Non. La seule analyse des facteurs statistiques montre que le passage à la retraite de la génération des cadres du baby-boom à l'horizon des années 2004-2006 confrontera les entreprises à une pénurie. Certaines grandes entreprises anticipent dores et déjà ce mouvement dans la gestion de leur pyramide des âges. Cela signifie que, même si l'économie ralentit encore, l'enjeu pour les entreprises ne sera plus seulement la gestion de leur croissance mais tout simplement le remplacement de leurs cadres.

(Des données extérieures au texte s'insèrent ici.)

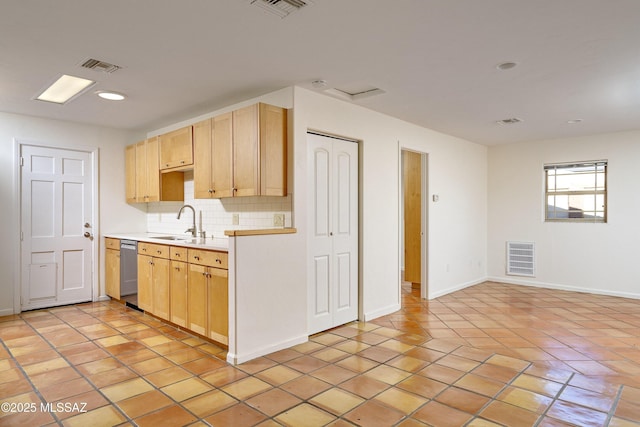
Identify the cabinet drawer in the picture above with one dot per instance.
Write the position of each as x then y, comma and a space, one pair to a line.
209, 258
151, 249
110, 243
178, 253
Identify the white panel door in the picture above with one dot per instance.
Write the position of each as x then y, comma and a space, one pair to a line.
333, 232
57, 218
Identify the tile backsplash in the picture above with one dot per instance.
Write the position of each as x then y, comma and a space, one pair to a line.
217, 215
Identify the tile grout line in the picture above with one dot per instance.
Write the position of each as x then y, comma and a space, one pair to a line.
555, 399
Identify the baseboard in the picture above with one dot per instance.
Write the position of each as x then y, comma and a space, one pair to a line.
459, 287
546, 285
236, 359
381, 312
6, 312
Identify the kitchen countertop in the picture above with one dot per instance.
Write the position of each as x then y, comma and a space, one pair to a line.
260, 232
183, 240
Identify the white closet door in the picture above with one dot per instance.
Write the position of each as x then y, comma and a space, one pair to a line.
57, 218
333, 232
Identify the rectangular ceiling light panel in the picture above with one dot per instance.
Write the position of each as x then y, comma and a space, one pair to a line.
64, 89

Vous ne croyez-donc pas dans un tassement durable du marché ?
Il est très vraisemblable que le marché se maintiendra, tout particulièrement dans le secteur high-tech pour lequel les perspectives de croissance restent fortes. Il faut noter que le phénomène démographique que je viens d'évoquer affectera l'ensemble de l'Europe et devient aujourd'hui une préoccupation centrale des DRH. Même si à court terme l'environnement économique est jugé incertain, l'anticipation du remplacement des compétences est inéluctable. Je pense même qu'une période d'accalmie comme celle que nous vivons sur le terrain du recrutement peut permettre aux entreprises de profiter d'opportunités inespérées pour le recrutement de profils rares.

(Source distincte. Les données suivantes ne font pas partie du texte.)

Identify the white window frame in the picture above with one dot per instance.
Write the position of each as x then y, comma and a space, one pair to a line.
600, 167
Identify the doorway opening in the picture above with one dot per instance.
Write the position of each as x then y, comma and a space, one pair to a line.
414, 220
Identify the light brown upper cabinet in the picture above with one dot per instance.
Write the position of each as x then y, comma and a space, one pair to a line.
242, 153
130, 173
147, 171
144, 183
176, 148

Mais la période d'euphorie que nous venons de connaître n'a-t-elle pas montré que les entreprises ne pouvaient pas facilement parier sur une fidélisation des salariés, en particulier à un horizon de 4 ou 5 ans ?
C'est exact, mais je crois que les années que nous allons vivre seront d'abord marquées par un développement des moyens qui vont permettre de fidéliser les compétences recrutées par l'entreprise. On ne pourra plus séparer la problématique du recrutement de la problématique de fidélisation des salariés. Votre question illustre l'un des grands problèmes posés aux employeurs pour demain, à savoir comment recruter et fidéliser ses ressources humaines.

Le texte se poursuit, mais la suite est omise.